A-D) Male homozygous DAT Val559 mice and their WT littermates were injected with saline (vehicle; n= 13 for WT and 12 for DAT Val559, respectively) or norBNI (10 mg / kg, i.p.; n= 13 for WT and 12 for DAT Val559, respectively) 30 min prior to testing, placed into the center of the open Y-maze and the number of alternating arm entries, distance travelled and direct revisits were recorded as described in Methods. A) Representative heat maps showing the explorative behavior of WT and Val559 mice following vehicle or norBNI administration. Time spent in each area is directly correlated to the color gradient ranging from dark blue to dark red, with the latter indicating highest value. B) Systemic administration of norBNI 30 min prior to the test normalized the deficit in the percentage of alternations of DAT Val559 mice when compared to WT control mice. C) No acute effect of norBNI was observed for total distance travelled during the test session. D) Administration of norBNI reduced the number of direct revisits of DAT Val559 mice. E-J) The NOR task was performed with saline treated female WT (n=11) and DAT Val559 littermates (n=10) and compared to norBNI treated (10 mg/kg, i.p., 30 min prior to testing) female WT (n=13) and littermate DAT Val559 (n=10) mice. E) provides representative heat maps representing location in relation to objects (circles) used in NOR sessions. The relative interaction time with the familiar versus the novel object and the discrimination index are shown in (F) and (G), respectively. H) shows the total distance travelled and the total object interaction times on day 1 (two novel objects) and day 2 (one novel and one familiar object) are shown in panels (I) and (J), respectively. Data are given as mean and SD and were analyzed using two-way ANOVA with Šídák’s multiple comparisons test. *=P<0.05, **=P<0.01, ***=P<0.001, ****=P<0.0001, n.s.= not significant.

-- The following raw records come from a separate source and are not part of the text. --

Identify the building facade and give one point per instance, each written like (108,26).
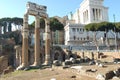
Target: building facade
(90,11)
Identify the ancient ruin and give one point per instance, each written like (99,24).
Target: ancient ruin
(38,11)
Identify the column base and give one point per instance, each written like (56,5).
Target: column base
(48,63)
(22,67)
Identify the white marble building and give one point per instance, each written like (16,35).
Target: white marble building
(90,11)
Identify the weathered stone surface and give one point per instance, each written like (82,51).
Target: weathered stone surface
(109,75)
(72,60)
(100,77)
(8,70)
(115,78)
(3,63)
(56,63)
(68,62)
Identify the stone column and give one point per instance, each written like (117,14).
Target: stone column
(24,44)
(17,59)
(37,42)
(47,43)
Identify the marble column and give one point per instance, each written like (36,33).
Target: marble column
(47,43)
(17,58)
(25,33)
(37,42)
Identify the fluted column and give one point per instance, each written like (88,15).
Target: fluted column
(37,42)
(25,42)
(47,43)
(25,33)
(17,59)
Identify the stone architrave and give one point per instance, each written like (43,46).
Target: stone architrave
(37,42)
(47,43)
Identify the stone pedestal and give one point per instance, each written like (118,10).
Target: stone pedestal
(37,42)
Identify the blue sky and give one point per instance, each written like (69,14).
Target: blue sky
(16,8)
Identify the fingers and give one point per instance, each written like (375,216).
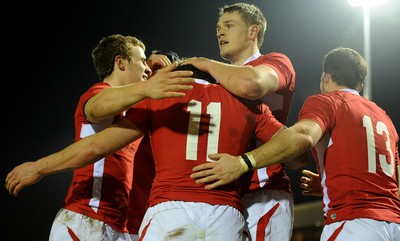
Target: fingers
(10,185)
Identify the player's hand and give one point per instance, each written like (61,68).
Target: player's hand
(158,61)
(310,183)
(225,169)
(22,176)
(167,83)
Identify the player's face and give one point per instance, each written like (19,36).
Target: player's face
(233,36)
(138,68)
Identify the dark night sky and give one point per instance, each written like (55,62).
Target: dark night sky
(48,54)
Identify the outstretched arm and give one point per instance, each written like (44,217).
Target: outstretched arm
(282,147)
(245,81)
(311,183)
(166,83)
(81,153)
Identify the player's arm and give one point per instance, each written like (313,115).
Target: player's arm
(310,183)
(166,83)
(398,178)
(245,81)
(283,146)
(81,153)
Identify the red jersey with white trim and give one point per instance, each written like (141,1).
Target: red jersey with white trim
(356,157)
(274,176)
(143,175)
(184,130)
(101,190)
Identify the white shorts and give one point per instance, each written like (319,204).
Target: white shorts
(269,215)
(69,226)
(184,221)
(361,229)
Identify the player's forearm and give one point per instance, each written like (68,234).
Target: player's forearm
(242,81)
(112,101)
(68,159)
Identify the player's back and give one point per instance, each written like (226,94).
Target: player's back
(184,130)
(356,157)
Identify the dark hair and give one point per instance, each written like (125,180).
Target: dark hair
(172,56)
(103,55)
(251,14)
(346,67)
(198,74)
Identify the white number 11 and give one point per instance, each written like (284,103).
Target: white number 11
(214,110)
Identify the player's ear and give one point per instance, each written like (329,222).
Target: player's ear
(254,29)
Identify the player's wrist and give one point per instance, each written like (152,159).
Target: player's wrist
(248,162)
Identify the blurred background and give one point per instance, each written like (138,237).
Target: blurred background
(48,49)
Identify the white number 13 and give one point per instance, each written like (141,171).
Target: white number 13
(388,168)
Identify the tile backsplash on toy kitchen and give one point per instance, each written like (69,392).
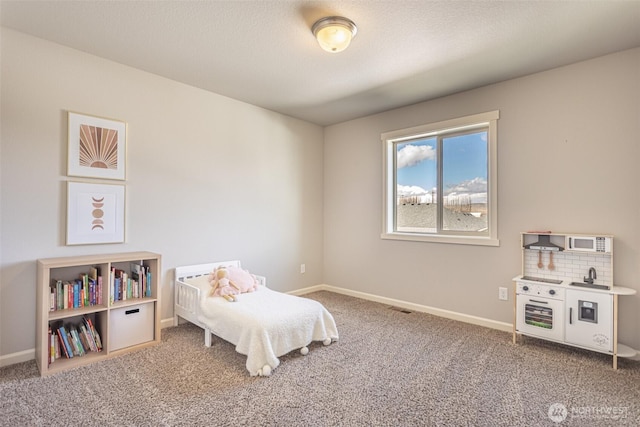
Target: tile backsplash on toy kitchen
(569,266)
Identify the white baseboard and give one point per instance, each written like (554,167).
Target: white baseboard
(475,320)
(19,357)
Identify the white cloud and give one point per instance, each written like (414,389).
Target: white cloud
(475,185)
(411,155)
(410,190)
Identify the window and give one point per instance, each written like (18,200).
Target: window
(440,181)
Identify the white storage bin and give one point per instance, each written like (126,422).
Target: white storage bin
(131,325)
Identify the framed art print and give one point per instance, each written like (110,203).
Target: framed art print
(97,147)
(95,213)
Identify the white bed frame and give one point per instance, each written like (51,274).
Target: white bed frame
(187,297)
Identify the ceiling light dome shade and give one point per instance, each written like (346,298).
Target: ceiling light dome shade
(334,33)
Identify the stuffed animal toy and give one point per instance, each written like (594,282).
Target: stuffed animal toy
(221,285)
(230,281)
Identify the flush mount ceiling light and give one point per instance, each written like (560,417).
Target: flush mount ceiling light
(334,33)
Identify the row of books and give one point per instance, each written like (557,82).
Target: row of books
(136,284)
(83,292)
(87,290)
(73,340)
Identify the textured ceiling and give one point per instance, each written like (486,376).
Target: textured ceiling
(263,52)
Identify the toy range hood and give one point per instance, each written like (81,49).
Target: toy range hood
(544,244)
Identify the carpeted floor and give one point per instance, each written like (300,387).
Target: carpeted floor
(389,368)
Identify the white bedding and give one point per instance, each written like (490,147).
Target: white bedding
(265,324)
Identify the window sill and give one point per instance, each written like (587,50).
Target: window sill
(460,240)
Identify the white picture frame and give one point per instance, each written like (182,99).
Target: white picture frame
(95,213)
(96,147)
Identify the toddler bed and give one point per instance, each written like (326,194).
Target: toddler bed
(263,325)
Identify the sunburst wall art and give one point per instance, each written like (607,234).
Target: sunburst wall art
(95,213)
(97,147)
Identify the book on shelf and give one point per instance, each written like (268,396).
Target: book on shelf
(74,339)
(129,285)
(68,350)
(85,291)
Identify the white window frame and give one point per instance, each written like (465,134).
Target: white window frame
(483,120)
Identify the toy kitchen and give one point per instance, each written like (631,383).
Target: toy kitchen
(566,293)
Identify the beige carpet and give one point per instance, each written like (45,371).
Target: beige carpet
(388,369)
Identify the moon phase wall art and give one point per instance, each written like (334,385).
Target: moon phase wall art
(95,213)
(97,147)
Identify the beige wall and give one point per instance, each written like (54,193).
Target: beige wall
(208,178)
(211,178)
(568,153)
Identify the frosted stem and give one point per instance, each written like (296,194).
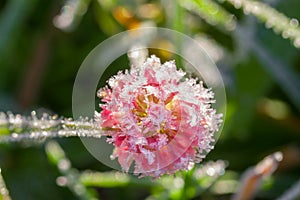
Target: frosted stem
(18,128)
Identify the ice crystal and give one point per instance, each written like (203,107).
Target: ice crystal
(157,118)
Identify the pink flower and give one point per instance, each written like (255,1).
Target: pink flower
(157,118)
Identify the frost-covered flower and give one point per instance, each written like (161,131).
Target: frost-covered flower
(157,118)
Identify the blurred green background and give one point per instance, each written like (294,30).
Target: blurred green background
(255,46)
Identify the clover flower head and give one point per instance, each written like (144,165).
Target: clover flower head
(157,118)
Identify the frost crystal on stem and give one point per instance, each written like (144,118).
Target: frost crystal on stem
(157,118)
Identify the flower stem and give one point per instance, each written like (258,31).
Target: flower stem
(18,128)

Figure 6. norBNI treatment of male DAT Val559 mice normalizes abnormal locomotor responses to injection stress and locomotor response to systemic cocaine as monitored in the open field test

A-E) Homozygous male DAT Val559 and WT littermates were injected with saline (vehicle) or norBNI (10 mg/kg, i.p.) and placed in open activity chambers one week post injection. A) Representative activity traces of WT and DAT Val559 mice. DAT Val559 mice previously injected with vehicle (saline) displayed significantly less B) forward locomotor activity C) spent less time in the center of the activity chamber and exhibited fewer D) vertical counts and E) stereotypies when compared to WT mice. No differences between genotypes were detected when the mice were pretreated with norBNI. F-G) Homozygous male DAT Val559 were injected with saline or cocaine (10 mg/kg, i.p.) one week post administration of norBNI (10 mg/kg, i.p.) and placed into open activity chambers. F) Representative traces of male DAT Val559 mice injected with the indicated drug combinations. G) Total distance travelled and time spent in the center of the chamber of male DAT Val559 mice injected with the indicated combinations of saline, norBNI and cocaine. All bars show the mean and SD. n=12–13 individual animals per group, data in B, C, D, E and G were analyzed with two-way ANOVA, Šídák’s multiple comparisons test. Symbols reflect individual animals. * = P ≤ 0.05, ** = P ≤ 0.01, *** = P ≤ 0.001, ns = not significant.